M stands at the counter filling two zip-lock bags with salt.

“What are you doing?” I ask, sipping on my tea. I quit coffee.

“You said you needed a jacket right?” M says, sealing up the second bag. He tosses it to me. It falls short. I pick it up off the ground and weigh it in my hands.

“What does this have to do with getting a jacket?”

“We’ve got to go to the market,” he says. He walks off to get dressed. I finish my tea and slip the bag of salt into my pocket. Before we leave M takes our money and places it in the bag of salt. He shakes it around and then pulls it out. I hold up the salt covered bills.

“What the hell?” I say.

“You’ll thank me later.”

We leave.

The market is close, we walk.

It is a line of tents packed into an alley between KFC and a supermarket, like toe-jam. Then, I see them. Octopi. They are all dried-out and sickly, shuffling around. Each has two tentacles stuffed into each leg of warm looking pants, two from each puffy jacket sleeve. They stand in twos and threes at the entrance to each of the apparel filled tents.

“Get your salt ready.” M says. I open the bag in my pocket so the salt is easily accessible. We walk.

As we past the first tent a tentacle shoots out and suctions to my hand. It is dry and firm like a Grandma’s dying kiss. I turn. Two puckered eyes peer at me from under a black beanie.

“Need a scarf?” it wheezes at me.

I shake my head.

“I have many scarves. You need a scarf,” it says, the tentacle beginning to wrap slowly around my wrist.

“Gah!” M cries and a great flurry of sea salt flies into the octopus’s eyes. It relinquishes its grip and slinks back into its den of scarves, hissing.

“The jackets are this way.” M says, holding a handful of salt ahead of him as he walks. The octopi keep their distance as we trudge through the market salty-palmed, and cautious. Still I hear them from their fabric softened caves.

“You need a hat. Come, I have good deal”

“Best boots in St. Petersburg, come!”

Babushkas calmly roll about perusing the merchandise, undisturbed. Even the octopi wouldn’t dare.

We find our way to the Hall of Jackets. The octopi here look fiercer, more determined. I see a jacket I might like.

I pause. A mistake. Three octopi swoop in.

One removes my jacket while the other takes down the one I was looking at and puts it on me.

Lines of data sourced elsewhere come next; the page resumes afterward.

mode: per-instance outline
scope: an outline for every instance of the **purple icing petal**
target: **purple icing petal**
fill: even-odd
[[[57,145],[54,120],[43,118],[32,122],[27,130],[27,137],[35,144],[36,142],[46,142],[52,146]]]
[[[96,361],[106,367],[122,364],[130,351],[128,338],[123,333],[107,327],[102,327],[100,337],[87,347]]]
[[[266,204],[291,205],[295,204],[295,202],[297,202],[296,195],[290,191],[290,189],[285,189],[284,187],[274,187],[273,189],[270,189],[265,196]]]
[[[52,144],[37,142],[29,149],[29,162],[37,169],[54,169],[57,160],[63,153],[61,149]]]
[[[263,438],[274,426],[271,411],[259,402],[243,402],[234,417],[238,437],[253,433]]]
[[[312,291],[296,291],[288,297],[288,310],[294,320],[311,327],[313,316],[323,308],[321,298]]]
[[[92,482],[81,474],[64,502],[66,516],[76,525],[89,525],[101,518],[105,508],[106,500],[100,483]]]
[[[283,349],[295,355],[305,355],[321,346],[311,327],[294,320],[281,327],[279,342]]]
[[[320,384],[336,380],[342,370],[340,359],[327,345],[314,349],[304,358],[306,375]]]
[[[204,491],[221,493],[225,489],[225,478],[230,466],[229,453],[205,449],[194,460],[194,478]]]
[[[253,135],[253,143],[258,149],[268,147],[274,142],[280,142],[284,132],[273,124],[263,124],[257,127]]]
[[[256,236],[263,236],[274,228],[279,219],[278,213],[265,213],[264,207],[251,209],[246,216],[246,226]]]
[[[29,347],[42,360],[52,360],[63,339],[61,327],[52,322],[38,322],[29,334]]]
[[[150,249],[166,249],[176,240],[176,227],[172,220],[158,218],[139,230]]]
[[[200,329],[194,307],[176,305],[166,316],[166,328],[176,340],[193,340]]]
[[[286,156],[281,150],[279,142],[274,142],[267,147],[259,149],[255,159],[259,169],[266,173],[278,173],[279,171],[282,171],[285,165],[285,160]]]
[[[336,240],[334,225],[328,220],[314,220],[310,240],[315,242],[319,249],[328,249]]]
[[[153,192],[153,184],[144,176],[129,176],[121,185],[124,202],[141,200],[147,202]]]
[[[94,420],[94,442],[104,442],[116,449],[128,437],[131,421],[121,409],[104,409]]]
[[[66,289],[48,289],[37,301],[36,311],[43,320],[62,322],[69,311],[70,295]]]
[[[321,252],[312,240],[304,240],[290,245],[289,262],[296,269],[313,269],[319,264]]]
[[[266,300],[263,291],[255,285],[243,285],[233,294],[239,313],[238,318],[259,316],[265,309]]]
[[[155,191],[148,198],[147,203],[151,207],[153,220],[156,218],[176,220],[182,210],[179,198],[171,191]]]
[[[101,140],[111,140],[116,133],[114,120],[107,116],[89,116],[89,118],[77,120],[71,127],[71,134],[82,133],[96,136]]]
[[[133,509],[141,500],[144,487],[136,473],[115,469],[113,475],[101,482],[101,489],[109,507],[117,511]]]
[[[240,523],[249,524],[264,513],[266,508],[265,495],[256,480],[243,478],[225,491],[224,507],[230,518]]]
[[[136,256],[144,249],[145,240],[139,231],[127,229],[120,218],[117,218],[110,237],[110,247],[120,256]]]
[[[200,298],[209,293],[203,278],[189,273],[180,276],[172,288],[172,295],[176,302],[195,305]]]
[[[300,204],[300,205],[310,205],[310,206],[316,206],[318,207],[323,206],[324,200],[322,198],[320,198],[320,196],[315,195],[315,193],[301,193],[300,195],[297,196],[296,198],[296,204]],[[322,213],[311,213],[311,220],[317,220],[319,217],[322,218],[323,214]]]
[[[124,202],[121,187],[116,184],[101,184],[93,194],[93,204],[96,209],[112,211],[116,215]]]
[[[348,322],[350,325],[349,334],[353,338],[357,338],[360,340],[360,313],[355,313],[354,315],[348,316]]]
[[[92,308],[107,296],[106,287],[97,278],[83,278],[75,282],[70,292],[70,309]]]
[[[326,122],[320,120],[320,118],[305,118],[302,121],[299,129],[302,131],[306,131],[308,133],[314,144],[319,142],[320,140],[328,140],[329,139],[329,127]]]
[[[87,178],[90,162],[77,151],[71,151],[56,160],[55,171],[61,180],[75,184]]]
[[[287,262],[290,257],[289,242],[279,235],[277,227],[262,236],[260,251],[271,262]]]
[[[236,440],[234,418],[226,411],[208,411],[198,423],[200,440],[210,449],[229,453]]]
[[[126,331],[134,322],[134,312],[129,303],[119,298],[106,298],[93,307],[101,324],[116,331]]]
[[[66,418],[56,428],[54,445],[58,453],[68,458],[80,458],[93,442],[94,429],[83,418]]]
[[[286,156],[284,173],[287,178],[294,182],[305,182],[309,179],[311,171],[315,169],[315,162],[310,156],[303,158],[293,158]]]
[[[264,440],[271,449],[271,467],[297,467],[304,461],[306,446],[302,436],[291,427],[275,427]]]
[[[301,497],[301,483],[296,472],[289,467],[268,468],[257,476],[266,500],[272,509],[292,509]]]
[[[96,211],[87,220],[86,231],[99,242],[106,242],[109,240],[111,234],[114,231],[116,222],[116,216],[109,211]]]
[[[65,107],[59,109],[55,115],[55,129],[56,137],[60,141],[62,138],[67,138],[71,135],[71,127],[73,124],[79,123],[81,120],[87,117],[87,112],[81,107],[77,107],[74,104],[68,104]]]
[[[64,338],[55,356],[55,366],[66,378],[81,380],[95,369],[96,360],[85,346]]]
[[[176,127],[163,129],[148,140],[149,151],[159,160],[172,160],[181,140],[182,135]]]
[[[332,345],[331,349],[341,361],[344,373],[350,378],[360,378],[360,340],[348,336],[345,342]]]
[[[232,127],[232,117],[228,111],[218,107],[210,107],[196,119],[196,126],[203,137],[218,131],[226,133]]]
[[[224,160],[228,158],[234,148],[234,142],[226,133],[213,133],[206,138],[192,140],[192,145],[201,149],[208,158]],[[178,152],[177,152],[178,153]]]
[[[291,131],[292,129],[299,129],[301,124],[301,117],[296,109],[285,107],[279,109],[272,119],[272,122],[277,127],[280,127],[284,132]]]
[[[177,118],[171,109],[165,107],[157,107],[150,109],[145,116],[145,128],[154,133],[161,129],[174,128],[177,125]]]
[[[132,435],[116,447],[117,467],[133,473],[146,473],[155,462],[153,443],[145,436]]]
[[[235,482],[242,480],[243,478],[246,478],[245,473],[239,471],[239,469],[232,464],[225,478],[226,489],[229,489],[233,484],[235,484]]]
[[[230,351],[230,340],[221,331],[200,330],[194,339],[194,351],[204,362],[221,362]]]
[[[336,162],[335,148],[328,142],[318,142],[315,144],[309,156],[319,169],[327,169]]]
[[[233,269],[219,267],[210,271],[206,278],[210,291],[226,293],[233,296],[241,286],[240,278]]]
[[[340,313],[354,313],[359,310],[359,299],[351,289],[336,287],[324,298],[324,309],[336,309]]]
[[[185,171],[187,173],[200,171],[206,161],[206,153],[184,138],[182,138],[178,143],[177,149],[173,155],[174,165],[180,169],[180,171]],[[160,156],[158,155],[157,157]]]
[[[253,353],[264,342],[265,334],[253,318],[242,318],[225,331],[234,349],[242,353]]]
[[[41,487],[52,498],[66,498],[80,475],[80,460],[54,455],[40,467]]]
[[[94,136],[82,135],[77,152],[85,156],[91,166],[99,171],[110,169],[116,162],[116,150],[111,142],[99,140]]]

“Very nice. Very handsome.”

Their tentacles slink their way up my arms and onto my chest. “I see, you like it. You want it. Come, look.” The octopi corner me in front of a mirror.

“Very nice. Very warm.” They circle around, whispering sweet nothings to the jacket. I can feel a tentacle slipping into my pocket where my money is. There is a slight sizzling sound as the tentacle jerks away.

“I don’t know. I don’t think so.” I say, taking off the jacket. The octopi shiver and one of them squawks like a goose.

“We give you good price. Best price,” one says as another slips the jacket into a bag. They place it into my hand.

“No thank you, I don’t want it.” I put the bag down.

They get closer, their puckered eyes bulging. I notice tentacles tightening around my ankles, my waist and around my chest. I can’t breathe.

I feel something soft and plastic placed in my hand. I plunge my fist into the bag of salt and fling it into the eyes of the closest octopus. It shrieks and recedes. M stuffs a fist full of the stuff down the shirt of another. It slips clean out of its clothes and slides under a pile of snow pants in the corner. The third tries to knocked the salt away but we dodge around him and dash away.

When we reach the gate I turn to M.

“I think I’ll just go to the store for a jacket,” I say.

He nods. “Probably best,” he says, licking his fingers.